BY PHILLIP PINA
The Cincinnati Enquirer
Along with the image of his ex-wife's brutalized body, what Herschel Slaughter said stood out in his memory of the day of her death was a sweet smell filling her apartment.
During the second day of testimony Wednesday in Mr. Slaughter's trial in Hamilton County Common Pleas Court, Cincinnati police Sgt. McKinley Brown recalled how Mr. Slaughter described what happened the day Antoinette Slaughter died.
His attorneys say Mr. Slaughter noticed Mrs. Slaughter's body when he checked on her early Dec. 13.
Prosecutors say it was Mr. Slaughter who used a 3 1/2-foot, 6-pound metal pipe to beat her to death.
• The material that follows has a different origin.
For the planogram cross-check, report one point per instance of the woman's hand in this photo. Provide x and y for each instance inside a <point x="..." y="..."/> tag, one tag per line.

He is on trial for aggravated murder with death-penalty specifications, aggravated robbery and aggravated burglary.
When Mr. Slaughter was questioned by police, he told Sgt. Brown he remembers talking to his ex-wife in the early hours of Dec. 13. She was in her bed. He was upset. During the questioning, Sgt. Brown said Mr. Slaughter's memory apparently went blank.
"He remembers standing there. And the next thing he remembers, she was covered in blood," Sgt. Brown said. That is when Mr. Slaughter said he noticed the sweet smell.
Prosecutors got an investigator to say the sweet smell is often an indication of anger in suspects. But attorneys for Mr. Slaughter suggested it possibly could have been the perfume of another person in the room.
Defense attorney Peter Pandilidis was critical of Sgt. Brown's recollection of Mr. Slaughter's comments that morning.
After several hours of Mr. Slaughter denying killing his wife, Sgt. Brown said he interviewed him without a tape recorder and without taking notes. It was during this interview Sgt. Brown says Mr. Slaughter talked about his conversation with his ex-wife and blanking out. And it wasn't until after Mr. Slaughter made a recorded statement, apparently omitting details from what Sgt. Brown had heard, that Sgt. Brown decided to write down notes from the interview.
The trial of Mr. Slaughter, 48, is expected to resume today before Judge Fred Cartolano.
Mrs. Slaughter's death ended a rocky relationship with her ex-husband. After about 18 years of marriage and the birth of three daughters, they divorced in 1988.
Mr. Slaughter has faced several charges of domestic violence in the past.